The long wharf is empty. Its unloading cranes - which resemble giant steel camels - are still. ''I been here 10 years,'' says Roman Pedzich, a longshoreman here at Baltimore's Dundalk Marine Terminal. ''I only work two, three days a month.''

Maryland's primary is but a week away, and Gary Hart has just made a quick campaign stop at this wharf, to dramatize his call for increased American exports.

Mr. Pedzich and his co-worker, David Geleta, say they like what Senator Hart is saying. ''International trade,'' sighs Mr. Geleta. ''That's a big thing. We're not shipping enough out.''

But they hedge about who they'll vote for - and only a handful of workers showed up to hear Hart.

Hart scored strongly in Maryland in polls taken after his New Hampshire primary victory. But he has faded in the stretch, and Walter Mondale is now a strong favorite in the state's May 8 primary contest.

In some ways, Maryland is the primary that national politics forgot. The 42 delegates that will be chosen here next week seem a small prize next to the 154 at stake in Ohio, the same day. The large states of Indiana and North Carolina also have primaries May 8; on May 5, Texas caucuses will choose 169 delegates.

Hart, for instance, has spent little time in Maryland. His Dundalk appearance was an hour-long stop in a day that took him from Indiana to Texas.

Though Maryland Democrats are occasionally overcome by a desire to vote independently (George C. Wallace won the Democratic primary here in 1972; Edmund G. Brown Jr.triumphed in '76), for the most part it is a place where the party of Franklin D. Roosevelt still lives.

''Maryland is very much an old-line Democratic state,'' says Eric Uslaner, an associate professor of government at the University of Maryland. ''It has all the demographic characteristics of a Mondale state.''

About 20 percent of the state's people live in Baltimore. Slightly over half of this urban population is black. Most other Marylanders live in suburbs: Baltimore County, a blue-collar area; Prince George's, a middle-income, one-third black county; and Montgomery County, a diamond crust of rich liberals.

Maryland also has the ''eastern shore,'' an area between Delaware and the Chesapeake Bay whose politics and atmosphere are that of the rural South. The state's western panhandle is populated by farmers who consistently vote Republican.

''Maryland has little pieces of almost all of America,'' notes Dr. Milton Cummings, a political science professor at Johns Hopkins University.

Walter Mondale's approach in Maryland is itself textbook old-fashioned politics. First, get the endorsement of every prominent Democrat you can find. Then appear often in public with their arms around your shoulders.

Mr. Mondale's allies here include Gov. Harry Hughes, Sen. Paul Sarbanes (state campaign chairman), Baltimore Mayor William Schaefer, and Rep. Parren Mitchell, Maryland's most prominent black politician.

The approach seems to be paying off. Political scientists and the state's most prominent columnists are putting their money on Mondale. His own polls show him comfortably ahead.

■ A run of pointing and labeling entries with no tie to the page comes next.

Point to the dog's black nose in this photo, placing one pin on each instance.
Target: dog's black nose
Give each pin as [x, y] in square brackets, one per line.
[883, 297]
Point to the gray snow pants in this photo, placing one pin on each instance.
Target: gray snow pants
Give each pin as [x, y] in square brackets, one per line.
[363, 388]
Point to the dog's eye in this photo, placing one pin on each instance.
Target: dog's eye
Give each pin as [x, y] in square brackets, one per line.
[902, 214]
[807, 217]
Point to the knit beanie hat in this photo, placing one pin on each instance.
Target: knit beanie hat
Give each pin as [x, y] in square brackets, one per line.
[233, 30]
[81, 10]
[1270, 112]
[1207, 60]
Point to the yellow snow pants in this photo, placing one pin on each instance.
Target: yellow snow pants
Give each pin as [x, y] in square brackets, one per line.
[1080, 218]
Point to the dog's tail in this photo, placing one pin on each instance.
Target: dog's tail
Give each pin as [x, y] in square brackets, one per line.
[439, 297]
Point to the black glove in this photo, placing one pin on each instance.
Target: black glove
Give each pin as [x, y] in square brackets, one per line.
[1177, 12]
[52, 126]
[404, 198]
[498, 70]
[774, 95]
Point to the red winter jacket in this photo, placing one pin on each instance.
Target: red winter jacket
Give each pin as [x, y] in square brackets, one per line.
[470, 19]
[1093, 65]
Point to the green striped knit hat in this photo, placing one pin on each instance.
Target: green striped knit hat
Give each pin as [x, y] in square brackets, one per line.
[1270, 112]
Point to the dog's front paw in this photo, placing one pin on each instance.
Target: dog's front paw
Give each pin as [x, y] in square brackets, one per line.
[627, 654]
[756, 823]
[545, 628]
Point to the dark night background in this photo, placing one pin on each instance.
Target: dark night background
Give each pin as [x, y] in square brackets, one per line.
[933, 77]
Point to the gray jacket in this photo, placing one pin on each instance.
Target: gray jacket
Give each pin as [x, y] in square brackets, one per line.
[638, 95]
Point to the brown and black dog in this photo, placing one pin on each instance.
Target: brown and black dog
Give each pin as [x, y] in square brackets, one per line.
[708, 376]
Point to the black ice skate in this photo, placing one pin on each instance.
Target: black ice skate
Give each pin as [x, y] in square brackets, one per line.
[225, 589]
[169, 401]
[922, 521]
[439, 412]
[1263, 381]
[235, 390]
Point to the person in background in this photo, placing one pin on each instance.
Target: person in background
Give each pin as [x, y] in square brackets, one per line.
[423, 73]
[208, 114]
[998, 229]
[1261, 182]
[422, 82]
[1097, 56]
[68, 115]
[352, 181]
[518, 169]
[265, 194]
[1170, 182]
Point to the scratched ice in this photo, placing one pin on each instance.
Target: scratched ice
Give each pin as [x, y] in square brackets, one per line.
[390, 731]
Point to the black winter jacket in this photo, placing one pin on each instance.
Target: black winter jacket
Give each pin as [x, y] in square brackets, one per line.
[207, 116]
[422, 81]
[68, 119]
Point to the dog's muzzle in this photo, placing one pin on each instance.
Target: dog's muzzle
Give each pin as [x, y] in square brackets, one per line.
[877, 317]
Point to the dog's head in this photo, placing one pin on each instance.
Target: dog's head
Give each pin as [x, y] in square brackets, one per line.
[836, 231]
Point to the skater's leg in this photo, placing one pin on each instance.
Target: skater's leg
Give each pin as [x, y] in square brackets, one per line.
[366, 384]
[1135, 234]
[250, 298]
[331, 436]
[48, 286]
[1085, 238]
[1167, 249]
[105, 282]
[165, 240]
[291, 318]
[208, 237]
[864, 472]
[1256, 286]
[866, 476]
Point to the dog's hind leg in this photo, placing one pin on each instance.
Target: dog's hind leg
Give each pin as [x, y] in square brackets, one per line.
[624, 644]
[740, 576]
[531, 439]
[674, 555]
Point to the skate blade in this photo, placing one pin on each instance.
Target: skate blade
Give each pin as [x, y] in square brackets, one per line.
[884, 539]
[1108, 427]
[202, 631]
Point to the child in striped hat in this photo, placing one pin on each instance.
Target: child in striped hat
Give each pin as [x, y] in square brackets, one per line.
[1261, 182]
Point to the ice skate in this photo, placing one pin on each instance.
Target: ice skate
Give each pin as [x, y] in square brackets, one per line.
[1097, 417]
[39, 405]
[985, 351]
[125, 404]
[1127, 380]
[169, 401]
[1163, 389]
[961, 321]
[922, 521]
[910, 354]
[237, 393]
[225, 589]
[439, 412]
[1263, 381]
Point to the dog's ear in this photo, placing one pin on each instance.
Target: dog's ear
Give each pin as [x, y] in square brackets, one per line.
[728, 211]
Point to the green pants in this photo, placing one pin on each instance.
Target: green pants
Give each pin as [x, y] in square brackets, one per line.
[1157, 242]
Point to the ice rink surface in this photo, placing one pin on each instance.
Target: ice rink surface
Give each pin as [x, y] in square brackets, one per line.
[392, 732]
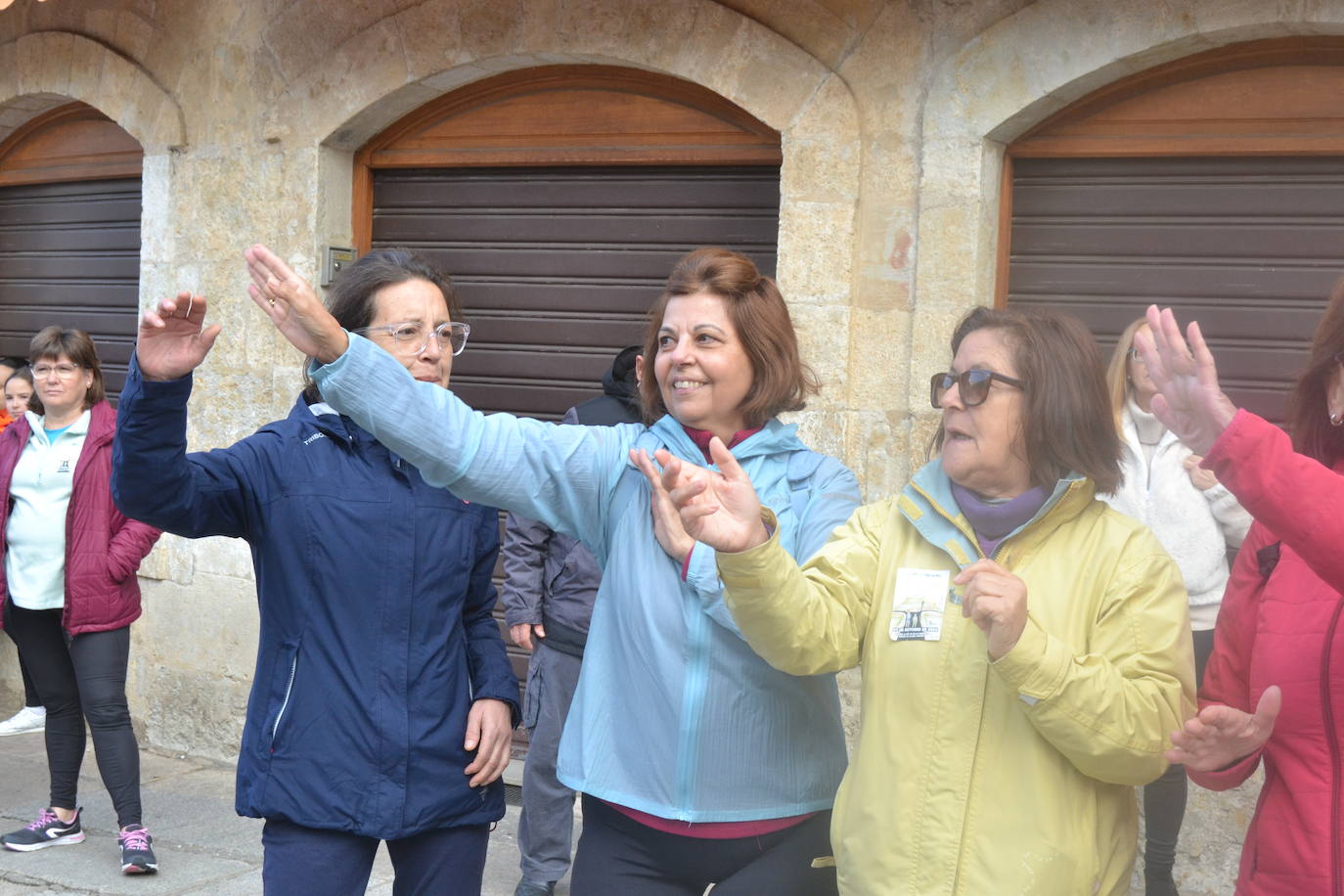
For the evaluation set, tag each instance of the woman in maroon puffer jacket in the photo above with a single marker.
(1275, 686)
(70, 591)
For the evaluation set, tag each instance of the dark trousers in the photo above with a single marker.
(449, 861)
(29, 691)
(1164, 799)
(546, 824)
(82, 677)
(618, 855)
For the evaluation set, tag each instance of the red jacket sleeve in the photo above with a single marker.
(129, 544)
(1289, 493)
(1228, 673)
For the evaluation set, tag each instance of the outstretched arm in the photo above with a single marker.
(495, 709)
(152, 475)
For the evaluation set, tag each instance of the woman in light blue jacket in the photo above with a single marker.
(697, 760)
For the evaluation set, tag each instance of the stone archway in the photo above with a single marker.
(38, 72)
(740, 60)
(1075, 47)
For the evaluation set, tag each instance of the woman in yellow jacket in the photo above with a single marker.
(1026, 650)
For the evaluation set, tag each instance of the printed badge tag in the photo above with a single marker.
(918, 605)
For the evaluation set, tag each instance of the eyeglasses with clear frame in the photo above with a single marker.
(973, 385)
(410, 337)
(62, 371)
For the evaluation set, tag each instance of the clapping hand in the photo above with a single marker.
(996, 601)
(172, 340)
(1221, 735)
(721, 510)
(1188, 400)
(293, 306)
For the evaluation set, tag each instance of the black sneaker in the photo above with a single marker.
(136, 855)
(47, 830)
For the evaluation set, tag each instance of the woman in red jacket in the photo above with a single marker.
(70, 591)
(1275, 686)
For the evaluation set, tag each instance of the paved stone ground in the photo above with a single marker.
(203, 848)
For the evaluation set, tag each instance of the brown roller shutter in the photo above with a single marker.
(70, 234)
(557, 266)
(560, 198)
(1213, 184)
(1249, 247)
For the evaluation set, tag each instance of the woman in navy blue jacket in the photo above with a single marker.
(383, 702)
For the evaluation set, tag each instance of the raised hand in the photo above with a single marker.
(293, 306)
(996, 601)
(721, 510)
(1188, 400)
(489, 733)
(171, 341)
(1221, 735)
(667, 521)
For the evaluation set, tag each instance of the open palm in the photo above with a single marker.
(172, 338)
(719, 510)
(1189, 400)
(1222, 735)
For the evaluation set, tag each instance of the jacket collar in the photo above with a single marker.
(929, 506)
(773, 438)
(328, 421)
(103, 425)
(1129, 434)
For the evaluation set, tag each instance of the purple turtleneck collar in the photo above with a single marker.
(992, 521)
(701, 438)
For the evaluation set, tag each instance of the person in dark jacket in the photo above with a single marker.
(70, 591)
(383, 701)
(550, 582)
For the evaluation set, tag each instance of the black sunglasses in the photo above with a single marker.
(972, 384)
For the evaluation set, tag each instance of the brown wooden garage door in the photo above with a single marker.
(557, 266)
(70, 234)
(70, 255)
(1249, 246)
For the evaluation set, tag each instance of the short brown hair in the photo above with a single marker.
(1066, 421)
(349, 298)
(53, 341)
(1117, 374)
(1308, 417)
(780, 381)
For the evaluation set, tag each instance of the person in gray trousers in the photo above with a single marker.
(550, 582)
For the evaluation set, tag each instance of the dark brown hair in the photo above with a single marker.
(24, 374)
(780, 381)
(1066, 420)
(1308, 418)
(53, 341)
(351, 298)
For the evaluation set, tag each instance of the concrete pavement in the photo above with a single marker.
(203, 848)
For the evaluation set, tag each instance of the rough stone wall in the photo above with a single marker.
(893, 113)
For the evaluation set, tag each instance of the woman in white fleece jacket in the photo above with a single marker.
(1196, 520)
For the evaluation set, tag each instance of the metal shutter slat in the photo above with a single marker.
(1249, 246)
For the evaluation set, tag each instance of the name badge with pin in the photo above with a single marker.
(917, 606)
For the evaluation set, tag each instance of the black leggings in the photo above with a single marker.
(82, 677)
(1164, 799)
(618, 855)
(29, 691)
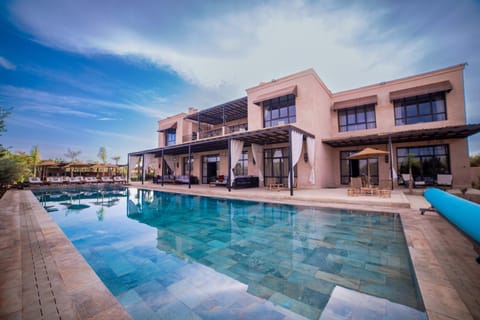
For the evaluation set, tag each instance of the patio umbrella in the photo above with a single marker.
(366, 154)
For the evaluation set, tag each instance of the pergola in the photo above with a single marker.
(266, 136)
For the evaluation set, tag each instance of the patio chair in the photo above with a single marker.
(106, 179)
(91, 180)
(120, 179)
(444, 180)
(35, 181)
(355, 188)
(76, 180)
(54, 180)
(385, 188)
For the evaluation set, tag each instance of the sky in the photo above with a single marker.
(84, 74)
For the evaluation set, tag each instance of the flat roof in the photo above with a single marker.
(225, 112)
(452, 132)
(266, 136)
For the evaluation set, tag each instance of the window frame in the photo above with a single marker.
(405, 106)
(169, 133)
(423, 157)
(362, 109)
(273, 109)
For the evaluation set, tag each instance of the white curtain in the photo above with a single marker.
(297, 143)
(236, 147)
(170, 162)
(257, 151)
(311, 158)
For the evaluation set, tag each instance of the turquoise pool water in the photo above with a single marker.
(172, 256)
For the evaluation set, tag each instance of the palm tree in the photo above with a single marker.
(102, 154)
(116, 159)
(35, 154)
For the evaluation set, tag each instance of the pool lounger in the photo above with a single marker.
(463, 214)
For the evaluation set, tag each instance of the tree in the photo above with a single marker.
(4, 113)
(35, 154)
(102, 154)
(71, 154)
(13, 168)
(116, 159)
(475, 160)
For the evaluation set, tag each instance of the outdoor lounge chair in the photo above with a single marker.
(106, 179)
(385, 188)
(35, 181)
(355, 188)
(444, 180)
(91, 179)
(76, 180)
(54, 180)
(119, 179)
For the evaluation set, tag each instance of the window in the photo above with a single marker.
(241, 168)
(210, 166)
(357, 168)
(187, 166)
(170, 137)
(426, 162)
(424, 108)
(357, 118)
(276, 166)
(279, 111)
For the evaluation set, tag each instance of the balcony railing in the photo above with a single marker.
(215, 132)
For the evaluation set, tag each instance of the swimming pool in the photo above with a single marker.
(166, 255)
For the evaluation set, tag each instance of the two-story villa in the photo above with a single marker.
(296, 121)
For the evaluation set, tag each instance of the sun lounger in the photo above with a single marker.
(106, 179)
(76, 180)
(54, 180)
(444, 180)
(91, 180)
(35, 181)
(119, 179)
(355, 186)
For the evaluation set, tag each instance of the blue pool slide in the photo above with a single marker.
(464, 214)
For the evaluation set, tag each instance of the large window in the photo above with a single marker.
(276, 166)
(187, 166)
(357, 118)
(170, 137)
(210, 168)
(279, 111)
(426, 162)
(241, 168)
(350, 168)
(424, 108)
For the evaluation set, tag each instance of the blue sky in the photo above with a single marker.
(86, 74)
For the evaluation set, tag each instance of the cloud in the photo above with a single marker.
(117, 135)
(4, 63)
(46, 102)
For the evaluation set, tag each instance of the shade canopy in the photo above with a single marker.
(48, 163)
(368, 153)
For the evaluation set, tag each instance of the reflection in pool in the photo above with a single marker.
(166, 255)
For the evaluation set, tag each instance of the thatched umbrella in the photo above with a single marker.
(366, 154)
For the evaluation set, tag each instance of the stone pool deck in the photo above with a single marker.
(44, 277)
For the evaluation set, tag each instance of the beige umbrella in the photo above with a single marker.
(366, 154)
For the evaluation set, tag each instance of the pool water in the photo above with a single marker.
(172, 256)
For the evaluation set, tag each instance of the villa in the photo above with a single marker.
(297, 122)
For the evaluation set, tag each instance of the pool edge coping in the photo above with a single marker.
(453, 308)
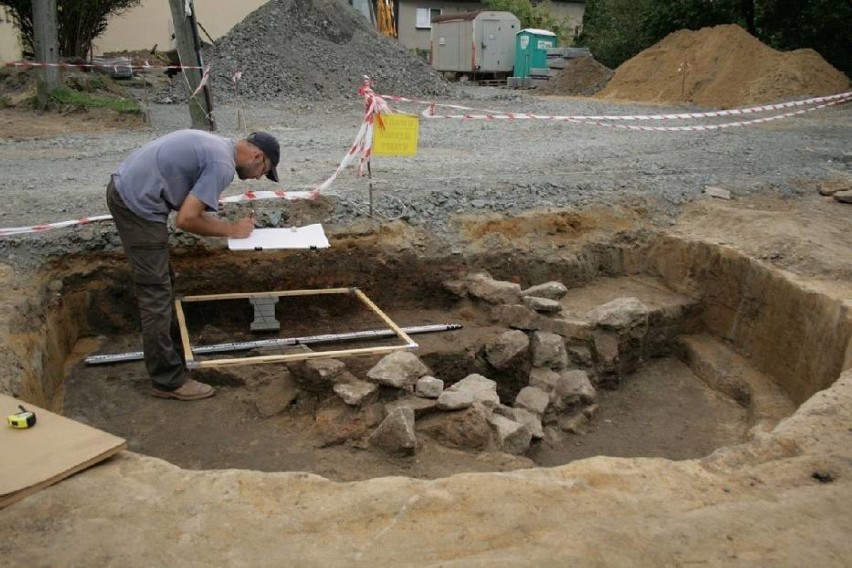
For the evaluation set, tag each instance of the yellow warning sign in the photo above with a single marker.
(398, 137)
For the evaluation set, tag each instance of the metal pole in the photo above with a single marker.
(186, 38)
(46, 49)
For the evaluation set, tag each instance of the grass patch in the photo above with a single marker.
(68, 96)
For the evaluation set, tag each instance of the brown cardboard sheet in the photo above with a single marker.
(55, 448)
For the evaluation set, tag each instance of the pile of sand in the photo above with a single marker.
(582, 76)
(722, 67)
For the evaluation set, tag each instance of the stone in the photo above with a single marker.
(543, 378)
(717, 192)
(420, 406)
(275, 396)
(484, 287)
(580, 355)
(429, 387)
(511, 437)
(507, 348)
(533, 399)
(466, 429)
(621, 313)
(396, 434)
(400, 369)
(455, 400)
(356, 392)
(541, 305)
(338, 423)
(515, 316)
(574, 424)
(548, 350)
(569, 328)
(572, 388)
(843, 196)
(606, 351)
(482, 389)
(549, 290)
(530, 421)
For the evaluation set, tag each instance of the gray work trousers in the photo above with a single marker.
(147, 248)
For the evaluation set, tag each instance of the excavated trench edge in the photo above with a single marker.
(797, 336)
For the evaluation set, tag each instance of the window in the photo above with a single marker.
(425, 16)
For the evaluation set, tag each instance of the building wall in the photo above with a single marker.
(146, 25)
(150, 23)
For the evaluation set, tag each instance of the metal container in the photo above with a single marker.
(474, 43)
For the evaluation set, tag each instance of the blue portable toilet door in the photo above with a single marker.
(523, 57)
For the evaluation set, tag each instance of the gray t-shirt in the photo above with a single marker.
(156, 178)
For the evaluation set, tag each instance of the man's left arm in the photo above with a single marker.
(193, 218)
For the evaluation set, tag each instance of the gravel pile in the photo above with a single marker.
(462, 167)
(306, 50)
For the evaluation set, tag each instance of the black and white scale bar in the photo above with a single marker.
(282, 342)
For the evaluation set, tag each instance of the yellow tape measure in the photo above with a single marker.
(22, 419)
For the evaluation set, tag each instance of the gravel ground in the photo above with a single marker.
(461, 167)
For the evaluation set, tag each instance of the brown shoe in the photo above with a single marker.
(190, 390)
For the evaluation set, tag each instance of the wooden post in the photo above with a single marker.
(46, 49)
(189, 51)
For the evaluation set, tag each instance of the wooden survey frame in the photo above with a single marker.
(191, 363)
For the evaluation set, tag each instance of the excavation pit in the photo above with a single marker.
(683, 343)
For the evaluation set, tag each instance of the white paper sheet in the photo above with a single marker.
(310, 236)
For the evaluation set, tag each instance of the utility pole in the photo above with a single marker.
(46, 49)
(189, 51)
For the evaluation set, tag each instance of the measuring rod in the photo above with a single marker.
(280, 342)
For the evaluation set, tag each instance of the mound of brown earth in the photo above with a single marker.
(582, 76)
(722, 67)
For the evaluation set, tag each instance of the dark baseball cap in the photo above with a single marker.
(269, 146)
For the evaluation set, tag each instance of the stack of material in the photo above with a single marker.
(300, 50)
(722, 67)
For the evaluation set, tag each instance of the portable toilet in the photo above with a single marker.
(474, 42)
(531, 47)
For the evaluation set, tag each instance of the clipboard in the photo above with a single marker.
(307, 237)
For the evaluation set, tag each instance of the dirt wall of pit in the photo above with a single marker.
(799, 336)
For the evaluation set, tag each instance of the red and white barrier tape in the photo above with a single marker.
(358, 153)
(375, 105)
(481, 114)
(708, 127)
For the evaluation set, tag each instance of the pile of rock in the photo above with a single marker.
(309, 50)
(537, 379)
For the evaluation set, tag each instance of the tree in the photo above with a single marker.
(79, 22)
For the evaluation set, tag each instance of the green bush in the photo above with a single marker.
(67, 96)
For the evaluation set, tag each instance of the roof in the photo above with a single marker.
(467, 16)
(536, 31)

''Things look promising,'' chortles lawyer Brian Barkley, a Mondale delegate candidate in Montgomery County.

The Hart campaign, as all across the country, is relying in Maryland on shoe leather and youth. ''Our strategy is 'door to door,' '' Gary Green, Hart's state press secretary, says. ''We have 2,500 volunteers out every day, knocking on doors. We're running strong.''

An early spring poll by the University of Maryland found Hart leading Mondale. He has since slipped. Observers say Hart has not been able to capitalize on his natural appeal in Montgomery Country, an area full of Audi sedans, French cheese stores, and young professionals.

Milton Cummings of Johns Hopkins University notes that Montgomery has more federal workers than most ''Yuppie'' (young professional) areas, and that candidates often find it politically perverse.

Jesse Jackson, however, is the biggest variable in the Maryland contest. Observers say he has a chance to finish second. Officials from rival campaigns say privately they expect Mr. Jackson to win Baltimore; with a large black turnout, he could also take Prince George's County. Overall, say Jackson officials, they have signed up at least 25,000 new black voters.

''Maryland was not a key state for any other candidate. We made it a key state for Jackson,'' says Sherman Roberson, Jackson's Maryland coordinator.